Solr Project using Solr Core as a Search Engine
In this article, we are going to introduce a Solr Project using Solr Core as a Search Engine.
1. Introduction
Apache Solr is an open-source search platform based on Apache Lucene. It’s written in Java. A Solr Core refers to a single index and associated transaction log and configuration files. We can perform operations like indexing, analyzing, searching at a Solr Core. It supports Windows, Linux, and UNIX operating system. In this example, I will demonstrate the following items with a Windows 10 OS machine:
- Download & Install Apache Solr
- Start a Solr Server as a Single Instance
- Common Solr commands
- Solr Admin Console
- Restful Search Query
2. Pre-requisites
The Apache Solr requires JRE 7+. Please click here to install.

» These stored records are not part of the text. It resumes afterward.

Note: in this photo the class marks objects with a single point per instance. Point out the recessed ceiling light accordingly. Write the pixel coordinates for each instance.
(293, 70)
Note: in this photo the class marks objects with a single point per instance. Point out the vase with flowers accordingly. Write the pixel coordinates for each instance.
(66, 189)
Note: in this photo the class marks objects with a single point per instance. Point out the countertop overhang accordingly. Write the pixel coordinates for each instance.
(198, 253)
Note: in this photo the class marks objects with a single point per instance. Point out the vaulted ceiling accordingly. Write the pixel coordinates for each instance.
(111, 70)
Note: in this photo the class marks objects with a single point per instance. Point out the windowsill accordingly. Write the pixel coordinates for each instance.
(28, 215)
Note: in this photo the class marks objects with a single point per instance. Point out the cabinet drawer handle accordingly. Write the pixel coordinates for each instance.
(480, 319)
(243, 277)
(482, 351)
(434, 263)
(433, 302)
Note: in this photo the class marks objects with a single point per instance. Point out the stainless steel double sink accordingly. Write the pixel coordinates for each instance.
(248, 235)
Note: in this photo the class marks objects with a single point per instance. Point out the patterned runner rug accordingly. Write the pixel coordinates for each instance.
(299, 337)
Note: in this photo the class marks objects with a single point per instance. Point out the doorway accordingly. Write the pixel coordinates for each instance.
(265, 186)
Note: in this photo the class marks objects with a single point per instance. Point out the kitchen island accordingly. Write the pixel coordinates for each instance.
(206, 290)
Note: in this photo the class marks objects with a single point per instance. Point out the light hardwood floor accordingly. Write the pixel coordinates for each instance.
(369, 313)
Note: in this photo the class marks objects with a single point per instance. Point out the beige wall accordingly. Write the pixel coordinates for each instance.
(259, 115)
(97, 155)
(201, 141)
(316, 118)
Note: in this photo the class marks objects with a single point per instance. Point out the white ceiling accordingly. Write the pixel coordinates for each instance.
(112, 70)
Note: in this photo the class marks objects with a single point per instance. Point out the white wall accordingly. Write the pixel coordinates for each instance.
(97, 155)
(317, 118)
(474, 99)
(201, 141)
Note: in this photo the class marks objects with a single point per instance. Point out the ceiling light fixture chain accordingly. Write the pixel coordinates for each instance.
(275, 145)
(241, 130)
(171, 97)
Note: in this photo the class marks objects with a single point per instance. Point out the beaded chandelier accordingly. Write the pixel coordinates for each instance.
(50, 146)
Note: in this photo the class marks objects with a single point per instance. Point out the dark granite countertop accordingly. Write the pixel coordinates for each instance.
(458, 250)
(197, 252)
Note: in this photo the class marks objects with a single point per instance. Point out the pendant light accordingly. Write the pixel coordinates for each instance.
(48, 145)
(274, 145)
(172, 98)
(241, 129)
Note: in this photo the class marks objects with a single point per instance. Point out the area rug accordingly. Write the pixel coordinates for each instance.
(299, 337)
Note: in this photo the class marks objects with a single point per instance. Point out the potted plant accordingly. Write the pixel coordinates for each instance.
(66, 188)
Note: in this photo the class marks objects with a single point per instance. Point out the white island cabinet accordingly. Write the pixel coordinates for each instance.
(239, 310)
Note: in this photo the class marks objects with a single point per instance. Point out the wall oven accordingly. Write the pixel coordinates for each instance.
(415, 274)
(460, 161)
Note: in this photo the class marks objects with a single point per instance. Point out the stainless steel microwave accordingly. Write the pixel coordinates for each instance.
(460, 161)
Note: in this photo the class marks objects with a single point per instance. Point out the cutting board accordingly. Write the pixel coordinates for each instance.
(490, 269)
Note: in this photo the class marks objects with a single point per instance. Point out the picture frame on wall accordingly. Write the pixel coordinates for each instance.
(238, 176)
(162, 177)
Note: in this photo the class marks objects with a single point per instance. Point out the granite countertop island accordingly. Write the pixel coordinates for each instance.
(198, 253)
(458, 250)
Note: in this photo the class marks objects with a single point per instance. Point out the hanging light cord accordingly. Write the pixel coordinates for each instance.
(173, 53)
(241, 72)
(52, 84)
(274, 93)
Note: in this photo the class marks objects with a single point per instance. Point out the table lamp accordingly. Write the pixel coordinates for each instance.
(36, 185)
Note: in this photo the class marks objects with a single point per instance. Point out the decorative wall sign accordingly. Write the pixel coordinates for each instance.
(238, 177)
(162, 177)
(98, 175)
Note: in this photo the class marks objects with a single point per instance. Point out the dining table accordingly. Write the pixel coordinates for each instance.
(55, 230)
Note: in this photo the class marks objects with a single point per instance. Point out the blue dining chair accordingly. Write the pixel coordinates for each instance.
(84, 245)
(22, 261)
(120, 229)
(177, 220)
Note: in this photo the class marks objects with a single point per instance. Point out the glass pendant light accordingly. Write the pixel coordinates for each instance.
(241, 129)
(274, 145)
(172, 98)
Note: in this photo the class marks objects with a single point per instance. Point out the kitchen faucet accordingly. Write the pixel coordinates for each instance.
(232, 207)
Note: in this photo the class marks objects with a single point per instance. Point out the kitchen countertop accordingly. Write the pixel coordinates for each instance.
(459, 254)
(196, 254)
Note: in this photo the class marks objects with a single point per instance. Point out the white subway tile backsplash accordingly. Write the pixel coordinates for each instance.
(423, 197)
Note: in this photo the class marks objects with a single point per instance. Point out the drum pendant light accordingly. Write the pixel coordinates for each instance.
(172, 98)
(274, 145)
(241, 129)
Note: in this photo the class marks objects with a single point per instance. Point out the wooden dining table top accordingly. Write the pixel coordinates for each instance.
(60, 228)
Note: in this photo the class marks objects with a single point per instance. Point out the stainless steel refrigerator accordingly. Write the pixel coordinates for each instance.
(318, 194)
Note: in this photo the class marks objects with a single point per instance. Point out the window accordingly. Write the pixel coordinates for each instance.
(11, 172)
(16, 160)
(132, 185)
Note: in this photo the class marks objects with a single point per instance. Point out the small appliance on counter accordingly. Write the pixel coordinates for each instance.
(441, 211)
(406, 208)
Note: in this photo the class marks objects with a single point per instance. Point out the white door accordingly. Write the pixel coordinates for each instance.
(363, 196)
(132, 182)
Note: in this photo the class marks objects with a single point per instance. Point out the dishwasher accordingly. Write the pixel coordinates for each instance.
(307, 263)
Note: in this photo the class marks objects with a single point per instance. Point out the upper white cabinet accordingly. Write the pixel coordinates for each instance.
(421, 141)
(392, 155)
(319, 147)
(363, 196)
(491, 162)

3. Install Solr on Windows
3.1 Download
In this step, I will download from Apache Solr Download site. I downloaded solr-8.6.3.tgz.
3.2 Install
In this step, I will unpack solr-8.6.3.tgz to C:\MaryZheng\DevTools\solr-8.6.3.tar, and then unzip it to C:\MaryZheng\DevTools\solr.
3.3 Solr Folder Structure
Navigate to the Solr home directory – C:\MaryZheng\DevTools\solr\solr-8.6.3\. Capture the screenshot.

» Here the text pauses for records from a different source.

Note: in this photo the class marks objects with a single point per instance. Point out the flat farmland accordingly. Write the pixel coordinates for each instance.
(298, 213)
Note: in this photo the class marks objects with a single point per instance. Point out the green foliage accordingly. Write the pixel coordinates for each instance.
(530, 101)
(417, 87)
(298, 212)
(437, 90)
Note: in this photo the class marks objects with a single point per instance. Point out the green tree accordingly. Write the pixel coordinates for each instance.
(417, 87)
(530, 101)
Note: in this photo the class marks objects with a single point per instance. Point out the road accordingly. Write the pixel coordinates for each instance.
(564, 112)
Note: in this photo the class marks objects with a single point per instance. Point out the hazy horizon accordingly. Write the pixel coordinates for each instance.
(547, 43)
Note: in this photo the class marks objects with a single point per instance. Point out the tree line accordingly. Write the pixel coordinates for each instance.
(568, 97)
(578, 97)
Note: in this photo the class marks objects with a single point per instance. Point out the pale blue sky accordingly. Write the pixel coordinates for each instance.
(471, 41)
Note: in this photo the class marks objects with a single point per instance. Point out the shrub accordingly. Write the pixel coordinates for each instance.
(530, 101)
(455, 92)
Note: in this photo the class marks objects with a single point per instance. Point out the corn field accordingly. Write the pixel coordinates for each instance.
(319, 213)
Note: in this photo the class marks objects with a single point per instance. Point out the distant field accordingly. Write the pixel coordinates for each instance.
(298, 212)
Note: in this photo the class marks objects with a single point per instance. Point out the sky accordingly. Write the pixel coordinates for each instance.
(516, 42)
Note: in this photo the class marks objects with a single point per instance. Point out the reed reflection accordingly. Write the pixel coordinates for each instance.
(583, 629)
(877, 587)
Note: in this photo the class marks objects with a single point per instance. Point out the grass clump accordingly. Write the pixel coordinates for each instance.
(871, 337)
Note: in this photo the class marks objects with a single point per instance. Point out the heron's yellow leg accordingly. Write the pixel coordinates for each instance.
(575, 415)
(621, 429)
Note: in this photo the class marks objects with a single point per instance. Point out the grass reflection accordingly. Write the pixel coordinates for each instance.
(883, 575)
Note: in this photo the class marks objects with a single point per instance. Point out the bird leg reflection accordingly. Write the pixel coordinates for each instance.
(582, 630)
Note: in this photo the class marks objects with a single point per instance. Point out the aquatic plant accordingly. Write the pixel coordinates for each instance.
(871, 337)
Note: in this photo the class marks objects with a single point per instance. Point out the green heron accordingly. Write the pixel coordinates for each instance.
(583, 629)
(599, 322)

I will explain the following folders:
- bin directory contains the commands to start, stop, etc commands. There is no need to change anything else. Please note when a Solr server is started, a solr-{port}.port file is created. It will be removed when the server is stopped.
- contrib directory contains all the components.

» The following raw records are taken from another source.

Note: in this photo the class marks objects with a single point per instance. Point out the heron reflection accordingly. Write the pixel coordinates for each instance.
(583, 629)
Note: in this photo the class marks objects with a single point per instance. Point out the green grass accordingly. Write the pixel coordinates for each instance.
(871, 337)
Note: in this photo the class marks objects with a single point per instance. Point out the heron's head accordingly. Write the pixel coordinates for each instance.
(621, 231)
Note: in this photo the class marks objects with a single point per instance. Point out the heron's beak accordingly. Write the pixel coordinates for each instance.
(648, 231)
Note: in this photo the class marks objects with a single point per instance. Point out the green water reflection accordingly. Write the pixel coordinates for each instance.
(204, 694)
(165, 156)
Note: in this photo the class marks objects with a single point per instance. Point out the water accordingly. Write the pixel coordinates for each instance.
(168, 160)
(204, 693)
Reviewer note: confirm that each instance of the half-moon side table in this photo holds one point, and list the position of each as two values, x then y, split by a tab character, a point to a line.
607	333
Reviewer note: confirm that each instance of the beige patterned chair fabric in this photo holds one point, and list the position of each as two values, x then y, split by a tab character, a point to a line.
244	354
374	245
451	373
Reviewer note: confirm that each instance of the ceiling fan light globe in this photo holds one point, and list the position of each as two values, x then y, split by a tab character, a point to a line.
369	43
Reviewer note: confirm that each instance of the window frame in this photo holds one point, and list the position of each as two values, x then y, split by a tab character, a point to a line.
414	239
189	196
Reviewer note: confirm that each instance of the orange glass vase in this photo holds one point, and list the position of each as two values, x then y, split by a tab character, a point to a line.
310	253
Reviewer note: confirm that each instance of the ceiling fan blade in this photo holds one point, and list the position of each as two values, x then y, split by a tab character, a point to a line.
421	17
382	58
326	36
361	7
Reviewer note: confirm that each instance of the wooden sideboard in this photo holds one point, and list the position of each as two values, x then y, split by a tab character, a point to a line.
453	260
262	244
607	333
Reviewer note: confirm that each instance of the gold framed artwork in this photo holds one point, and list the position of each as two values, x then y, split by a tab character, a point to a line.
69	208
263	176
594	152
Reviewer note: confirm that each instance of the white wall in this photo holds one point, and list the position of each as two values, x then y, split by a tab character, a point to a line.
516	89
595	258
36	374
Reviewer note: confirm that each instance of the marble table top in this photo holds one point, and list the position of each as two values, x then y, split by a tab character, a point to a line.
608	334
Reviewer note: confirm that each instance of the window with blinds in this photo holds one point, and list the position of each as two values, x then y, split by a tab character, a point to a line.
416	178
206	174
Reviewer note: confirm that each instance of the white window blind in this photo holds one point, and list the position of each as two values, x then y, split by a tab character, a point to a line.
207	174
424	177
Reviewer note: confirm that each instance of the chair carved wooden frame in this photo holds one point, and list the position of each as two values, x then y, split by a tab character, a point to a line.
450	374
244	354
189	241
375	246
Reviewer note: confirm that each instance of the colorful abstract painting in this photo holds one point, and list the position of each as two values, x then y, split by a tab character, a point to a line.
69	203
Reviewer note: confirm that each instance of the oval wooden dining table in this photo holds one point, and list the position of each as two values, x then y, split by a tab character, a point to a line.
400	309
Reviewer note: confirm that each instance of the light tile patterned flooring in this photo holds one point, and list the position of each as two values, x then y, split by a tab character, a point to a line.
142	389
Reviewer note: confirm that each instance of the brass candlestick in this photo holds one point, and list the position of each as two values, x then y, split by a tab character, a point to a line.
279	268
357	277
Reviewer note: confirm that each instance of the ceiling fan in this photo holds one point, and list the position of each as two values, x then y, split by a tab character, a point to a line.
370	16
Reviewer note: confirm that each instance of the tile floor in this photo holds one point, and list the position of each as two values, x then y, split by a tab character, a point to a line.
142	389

- dist directory contains all the libraries.
- example directory contains the examples.
- docs directory provides the documentations.
- server directory includes server details. It will create /logs and /tmp directories when starting a server.
Here is what /server/solr directory looks like right after the installation.
Here is what /server/solr directory looks like after created three cores : films, techproducts, and money.
I use a tree command to show all the folders under server\solr.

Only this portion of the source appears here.